Netflix, Disney+, and Max raise prices: What you'll pay now

New year, new prices. If you're a Netflix, Disney+, Max, or several other subscribers, prepare your wallet. The major streaming platforms have announced price increases in Mexico for 2025. We'll break down the new costs for you.
The era of cheap streaming appears to be over. Major digital entertainment companies, such as Netflix, Disney+, and Max (formerly HBO Max), have begun adjusting their rates upward for 2025, in a move aimed at improving profitability after years of aggressive competition for subscribers.
This change in strategy will directly impact the wallets of millions of households in Mexico, where consumption of these platforms has become a mainstay of family entertainment. To ensure the increase doesn't take you by surprise, we've prepared a detailed comparative guide to the new prices and what you get with each plan.
For ease of viewing, here's a summary of the changes. All prices are in Mexican pesos (MXN) and correspond to the monthly rate.
Platform | Plan | New Price (2025) | Key Features |
---|---|---|---|
Netflix | Standard with Ads | $119 | Full HD quality, 2 devices, with ads. |
Standard | $249 | Full HD quality, 2 devices, no ads, downloads. | |
Premium | $329 | Ultra HD (4K) quality, 4 devices, spatial audio. | |
Disney+ | Standard | $219 | Disney/Star catalog, ESPN/ESPN3, 2 devices. |
Premium | $299 | Complete catalog, all of ESPN, 4 devices. | |
Extra Member | $131 | Add someone outside the household (on Premium plan). | |
Max | Basic with Ads | $149 | 2 devices, Full HD, with ads. |
Standard | $199 | 2 devices, Full HD, 30 downloads. | |
Platinum | $249 | 4 devices, 4K, 100 downloads, Dolby Atmos audio. |
Note: Disney+ and Max prices reflect adjustments made at the end of 2024 and remain unchanged for the beginning of 2025. The largest recent increase is for Netflix, which increased its Standard with Ads, Standard, and Premium plans by 20, 30, and 30 pesos, respectively.
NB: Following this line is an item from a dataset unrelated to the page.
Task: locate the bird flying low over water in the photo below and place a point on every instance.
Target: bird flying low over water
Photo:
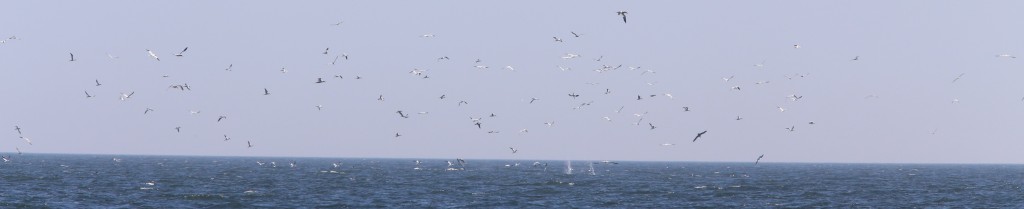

The price increase, led this time by Netflix, responds to several industry trends:
- Pursuit of profitability: After the "streaming wars," where the goal was to attract users at any cost, companies are now focusing on making their operations profitable. Netflix, for example, broke subscriber records just before announcing the increases, signaling a shift in strategy.
- Investment in content: Producing high-caliber series and films like "Stranger Things" or "The Crown" costs millions of dollars. Price increases help finance these major productions.
- Fighting shared accounts: The increase in premium plans and the introduction of the "Extra Member" option on platforms like Disney+ are strategies to monetize users who share their passwords outside the home.
- Boosting ad-supported plans: By making ad-free plans more expensive, platforms incentivize users to upgrade to the cheaper ad-supported versions, opening up a lucrative new avenue for advertising revenue.
"The strategy has changed. It's no longer about who has the most subscribers, but rather who has the most profitable subscribers. Prices will continue to adjust," comments one entertainment industry analyst.
Choosing the "right" platform increasingly depends on your spending habits and budget.
- For those looking for the widest catalog (and don't mind ads): Netflix's Standard Ad-Supported plan for $119 is still a very competitive option.
- For families with kids and sports fans: Disney+ maintains its pricing and offers a robust package with content from Disney, Pixar, Marvel, Star Wars, and access to ESPN. The Premium plan for $299 is ideal for households with multiple users.
- For movie buffs and fans of prestigious series, Max offers the acclaimed catalog of HBO, Warner Bros., and Discovery. Its Platinum plan, for $249, offers the highest picture and sound quality (4K and Dolby Atmos) at a lower price than Netflix Premium.
The era of having every subscription without considering the cost is over. 2025 forces consumers to be more selective and evaluate which content is truly worth their money.